EDIT: now, when I run this code, receive Thread Enters critical section when new client comes, push()es some data in and then resets the event after which Worker Thread again enters the critical Section but then I get following error while popping.

Unhandled exception at 0x01031ba5 in Master.exe: 0xC0000005: Access violation reading location 0x00000000.

Was it helpful?

Solution

Your workerThreadProcedure does not have to stay in the critical section all the time!
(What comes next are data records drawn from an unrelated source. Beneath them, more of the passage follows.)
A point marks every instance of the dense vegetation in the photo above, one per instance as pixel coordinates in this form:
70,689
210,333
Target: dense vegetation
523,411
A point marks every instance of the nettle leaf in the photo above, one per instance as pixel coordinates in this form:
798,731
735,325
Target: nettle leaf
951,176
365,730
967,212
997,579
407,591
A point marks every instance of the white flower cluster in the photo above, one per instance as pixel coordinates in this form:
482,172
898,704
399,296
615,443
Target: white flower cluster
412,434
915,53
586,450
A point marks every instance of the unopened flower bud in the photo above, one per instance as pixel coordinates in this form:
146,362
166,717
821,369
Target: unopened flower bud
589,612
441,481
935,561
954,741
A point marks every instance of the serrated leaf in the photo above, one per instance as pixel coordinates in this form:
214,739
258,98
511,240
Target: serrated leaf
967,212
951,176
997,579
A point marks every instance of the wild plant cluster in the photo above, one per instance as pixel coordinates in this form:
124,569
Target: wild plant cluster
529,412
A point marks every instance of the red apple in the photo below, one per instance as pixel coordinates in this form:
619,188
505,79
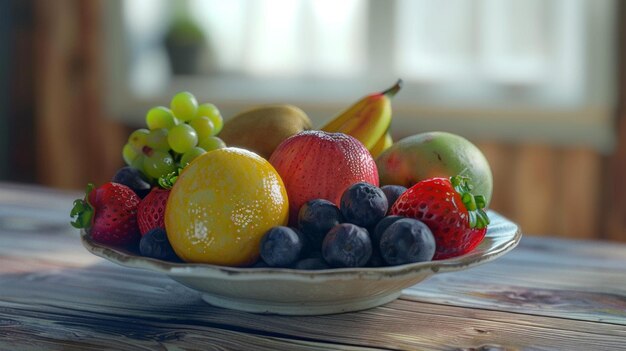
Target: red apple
320,165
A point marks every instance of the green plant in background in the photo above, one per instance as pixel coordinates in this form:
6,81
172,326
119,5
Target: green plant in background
185,31
184,41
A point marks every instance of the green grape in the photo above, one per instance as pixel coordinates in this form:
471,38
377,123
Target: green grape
138,139
191,155
137,163
129,154
157,140
182,138
160,117
158,163
203,126
212,143
211,111
184,106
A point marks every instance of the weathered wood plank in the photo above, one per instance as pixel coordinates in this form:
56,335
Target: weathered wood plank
24,329
400,325
547,294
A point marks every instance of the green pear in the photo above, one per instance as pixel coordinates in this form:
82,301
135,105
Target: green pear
263,128
435,154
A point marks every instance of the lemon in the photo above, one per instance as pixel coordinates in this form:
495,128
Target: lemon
222,204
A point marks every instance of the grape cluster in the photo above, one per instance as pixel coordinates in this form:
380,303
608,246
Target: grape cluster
174,137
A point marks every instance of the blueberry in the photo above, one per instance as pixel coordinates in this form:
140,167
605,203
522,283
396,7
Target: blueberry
281,247
380,228
316,218
363,204
259,264
156,245
407,241
392,192
347,245
376,260
134,179
312,263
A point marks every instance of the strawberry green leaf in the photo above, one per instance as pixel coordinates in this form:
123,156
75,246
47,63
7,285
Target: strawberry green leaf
474,204
83,211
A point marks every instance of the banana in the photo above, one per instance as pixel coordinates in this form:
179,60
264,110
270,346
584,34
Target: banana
368,119
381,145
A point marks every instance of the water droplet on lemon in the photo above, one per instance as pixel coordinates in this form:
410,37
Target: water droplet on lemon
222,204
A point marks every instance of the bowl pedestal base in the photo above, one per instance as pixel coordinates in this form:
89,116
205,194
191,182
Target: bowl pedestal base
299,309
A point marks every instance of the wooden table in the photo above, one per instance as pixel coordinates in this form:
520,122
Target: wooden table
547,294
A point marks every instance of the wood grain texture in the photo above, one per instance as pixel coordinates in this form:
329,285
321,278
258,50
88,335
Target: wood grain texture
548,294
76,142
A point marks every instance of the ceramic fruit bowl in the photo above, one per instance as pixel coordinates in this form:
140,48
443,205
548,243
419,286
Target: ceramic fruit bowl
301,292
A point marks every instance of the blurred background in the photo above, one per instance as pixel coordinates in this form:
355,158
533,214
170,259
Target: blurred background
538,85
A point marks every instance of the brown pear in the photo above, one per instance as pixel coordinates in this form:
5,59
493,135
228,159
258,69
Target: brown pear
262,129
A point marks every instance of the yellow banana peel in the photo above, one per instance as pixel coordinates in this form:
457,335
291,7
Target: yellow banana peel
368,119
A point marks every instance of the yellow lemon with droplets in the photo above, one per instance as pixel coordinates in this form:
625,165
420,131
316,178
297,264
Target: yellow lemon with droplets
222,204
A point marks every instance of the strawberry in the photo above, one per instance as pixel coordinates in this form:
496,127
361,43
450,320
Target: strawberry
151,210
110,214
450,210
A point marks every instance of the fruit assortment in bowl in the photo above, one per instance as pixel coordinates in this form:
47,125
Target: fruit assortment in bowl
334,219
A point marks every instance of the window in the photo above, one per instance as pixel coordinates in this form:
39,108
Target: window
539,69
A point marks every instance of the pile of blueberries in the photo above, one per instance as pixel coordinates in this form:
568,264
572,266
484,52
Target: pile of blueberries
358,233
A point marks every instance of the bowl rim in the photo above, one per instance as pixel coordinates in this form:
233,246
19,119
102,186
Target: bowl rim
204,270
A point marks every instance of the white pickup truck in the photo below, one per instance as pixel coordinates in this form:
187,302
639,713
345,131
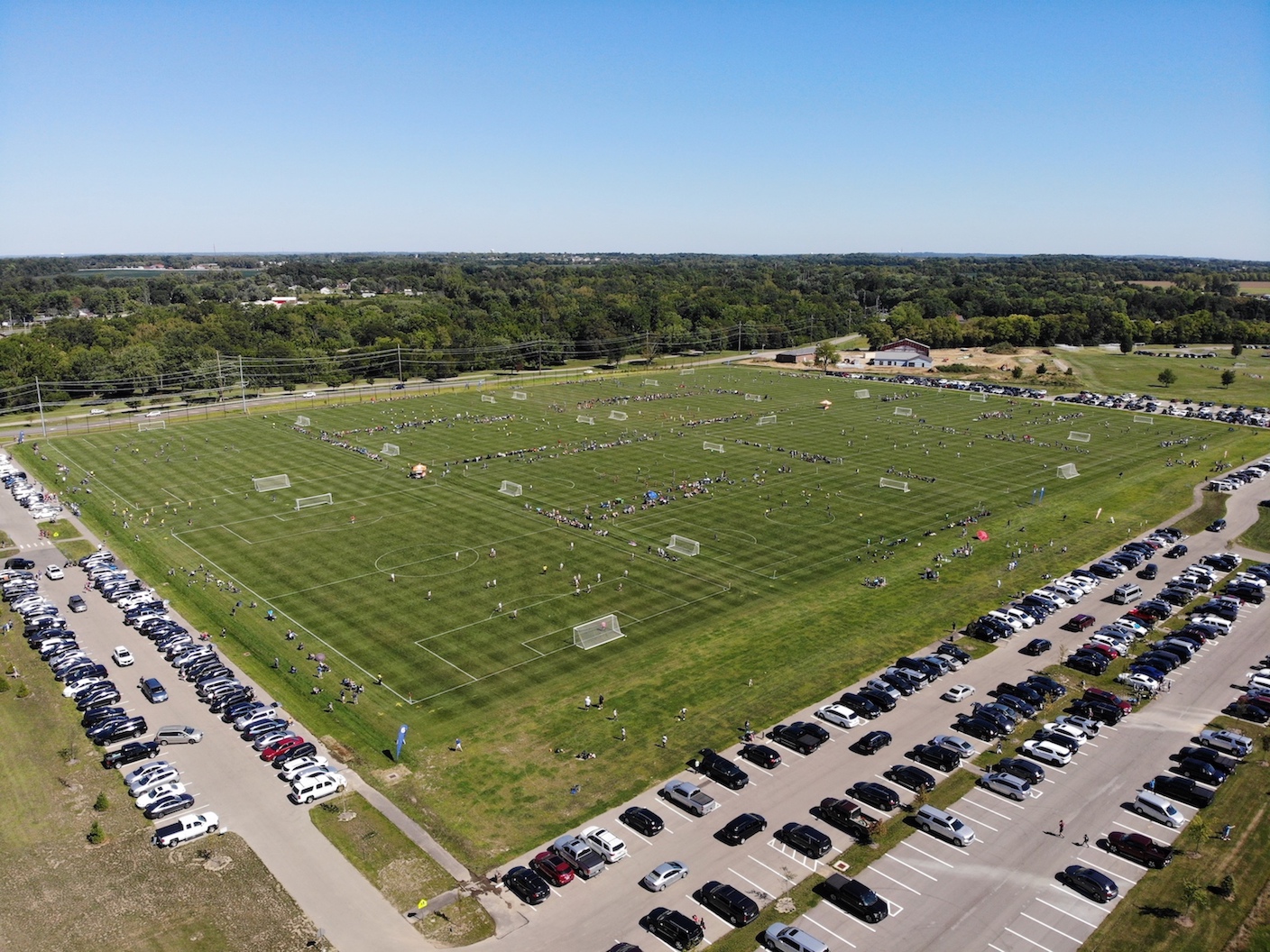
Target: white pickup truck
690,797
184,829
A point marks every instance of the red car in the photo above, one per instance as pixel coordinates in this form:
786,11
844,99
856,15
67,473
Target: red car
274,750
553,868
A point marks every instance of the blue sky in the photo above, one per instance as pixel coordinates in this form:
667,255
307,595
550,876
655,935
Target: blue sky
743,127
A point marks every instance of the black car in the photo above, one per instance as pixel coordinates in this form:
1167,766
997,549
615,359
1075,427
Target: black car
762,755
874,793
528,885
130,755
871,743
912,777
741,828
1024,769
1090,883
722,769
1182,789
1046,686
978,727
643,820
805,839
675,928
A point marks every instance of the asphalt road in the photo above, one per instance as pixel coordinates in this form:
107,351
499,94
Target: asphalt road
223,772
997,893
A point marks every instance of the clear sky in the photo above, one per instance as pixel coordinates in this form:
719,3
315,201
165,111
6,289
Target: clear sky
732,127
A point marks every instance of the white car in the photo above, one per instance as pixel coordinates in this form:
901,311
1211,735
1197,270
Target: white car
1137,679
155,793
840,715
962,748
958,692
1048,752
1006,784
604,843
1067,730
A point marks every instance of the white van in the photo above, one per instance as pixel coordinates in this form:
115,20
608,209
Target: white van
1155,808
307,790
1124,594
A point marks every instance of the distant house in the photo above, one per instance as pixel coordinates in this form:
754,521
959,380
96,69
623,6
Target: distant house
802,354
903,353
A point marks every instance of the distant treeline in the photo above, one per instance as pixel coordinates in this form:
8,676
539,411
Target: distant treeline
127,334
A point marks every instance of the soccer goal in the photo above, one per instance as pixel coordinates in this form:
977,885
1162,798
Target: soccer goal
682,545
265,484
305,501
597,632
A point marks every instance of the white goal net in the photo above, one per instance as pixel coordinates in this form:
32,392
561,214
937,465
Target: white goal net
682,545
267,484
597,632
305,501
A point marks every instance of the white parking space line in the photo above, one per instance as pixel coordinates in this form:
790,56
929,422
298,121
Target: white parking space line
902,885
828,930
1027,939
926,855
920,873
1052,928
1059,909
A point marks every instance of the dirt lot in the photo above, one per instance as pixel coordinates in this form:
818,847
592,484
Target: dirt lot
61,892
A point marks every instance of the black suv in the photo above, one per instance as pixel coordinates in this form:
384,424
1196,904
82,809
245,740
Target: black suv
722,769
673,928
728,902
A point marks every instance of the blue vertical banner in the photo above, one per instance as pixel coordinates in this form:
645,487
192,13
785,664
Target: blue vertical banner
401,731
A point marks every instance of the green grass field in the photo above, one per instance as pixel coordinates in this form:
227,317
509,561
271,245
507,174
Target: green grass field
395,578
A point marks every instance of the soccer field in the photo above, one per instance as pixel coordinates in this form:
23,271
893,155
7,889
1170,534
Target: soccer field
465,598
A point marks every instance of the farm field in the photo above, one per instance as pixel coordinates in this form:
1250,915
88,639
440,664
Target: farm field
464,598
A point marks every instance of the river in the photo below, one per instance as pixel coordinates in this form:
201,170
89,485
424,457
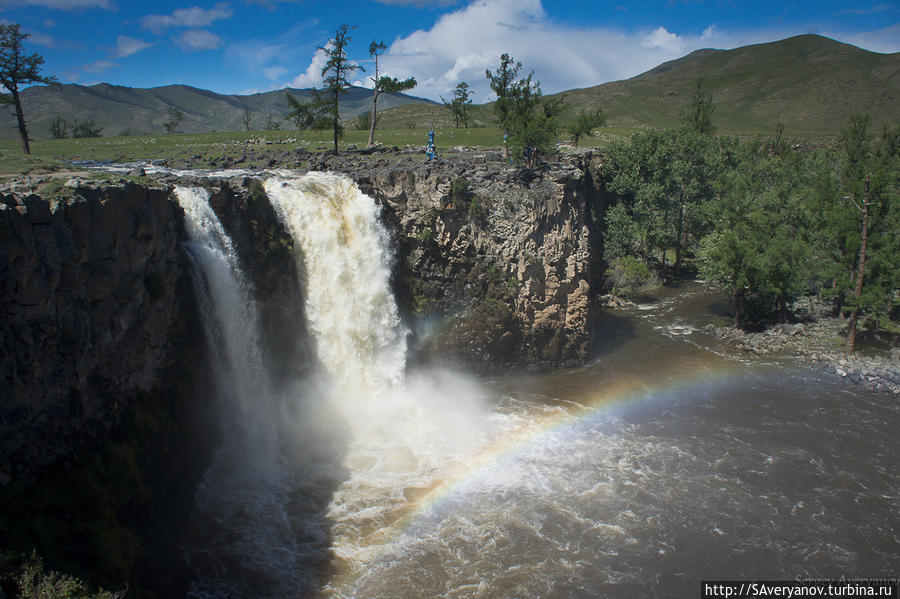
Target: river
664,461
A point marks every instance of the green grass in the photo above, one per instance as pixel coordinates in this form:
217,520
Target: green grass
55,155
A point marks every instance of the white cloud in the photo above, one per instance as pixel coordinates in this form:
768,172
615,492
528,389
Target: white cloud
313,75
194,40
885,40
58,4
274,72
126,46
463,43
420,3
99,66
41,39
187,17
663,40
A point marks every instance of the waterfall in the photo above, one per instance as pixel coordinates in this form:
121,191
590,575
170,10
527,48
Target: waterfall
230,318
310,474
345,261
243,495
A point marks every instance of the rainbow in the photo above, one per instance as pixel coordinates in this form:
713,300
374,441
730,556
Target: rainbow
567,422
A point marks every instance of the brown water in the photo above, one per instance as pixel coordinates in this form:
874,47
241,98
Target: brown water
659,464
664,461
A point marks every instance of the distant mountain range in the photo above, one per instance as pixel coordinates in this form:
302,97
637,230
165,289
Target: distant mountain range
810,83
121,109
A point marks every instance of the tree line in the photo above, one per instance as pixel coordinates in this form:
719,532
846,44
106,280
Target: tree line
769,221
529,121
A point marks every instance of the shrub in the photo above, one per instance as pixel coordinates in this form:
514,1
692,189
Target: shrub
628,274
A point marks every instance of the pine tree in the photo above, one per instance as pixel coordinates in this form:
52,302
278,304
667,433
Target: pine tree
16,70
335,73
458,106
381,85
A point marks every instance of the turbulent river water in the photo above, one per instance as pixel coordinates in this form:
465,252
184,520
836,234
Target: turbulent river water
664,461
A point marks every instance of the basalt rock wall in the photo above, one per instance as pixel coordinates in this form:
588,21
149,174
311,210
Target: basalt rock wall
92,287
496,265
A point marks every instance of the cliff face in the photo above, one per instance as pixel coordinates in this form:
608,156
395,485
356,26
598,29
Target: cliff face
493,269
91,288
504,257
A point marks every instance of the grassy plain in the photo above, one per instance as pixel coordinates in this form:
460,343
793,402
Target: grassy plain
50,155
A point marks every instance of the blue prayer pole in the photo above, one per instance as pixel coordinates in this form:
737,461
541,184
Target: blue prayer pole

See the position in your code where your have the Sleep(500): Sleeping 500 ms within the critical section is useless.

Instead:

while(1)
{
   LeaveCriticalSection(&cs);
   Sleep(500);
   EnterCriticalSection(&cs);
   .
   .

This will release the critical section while the workerThreadProcedure isn't doing anything and your receiveThreadProcedure can aquire the critical section.

Note 1:

if((WaitForSingleObject(data_available_event,0)) == WAIT_OBJECT_0 ) 

has no else handling. WaitForSingleObject may return with a result different from WAIT_OBJECT_0.

Note 2:

while(WaitForSingleObject(data_available_event,0) == WAIT_OBJECT_0)
{
   //Waiting to get REset \r\n");
}
//REset Done

runs at 100% cpu. You may want to give the code which resets the event a bit of the cpu resource. Consider a small sleep, say Sleep(10) inside this loop.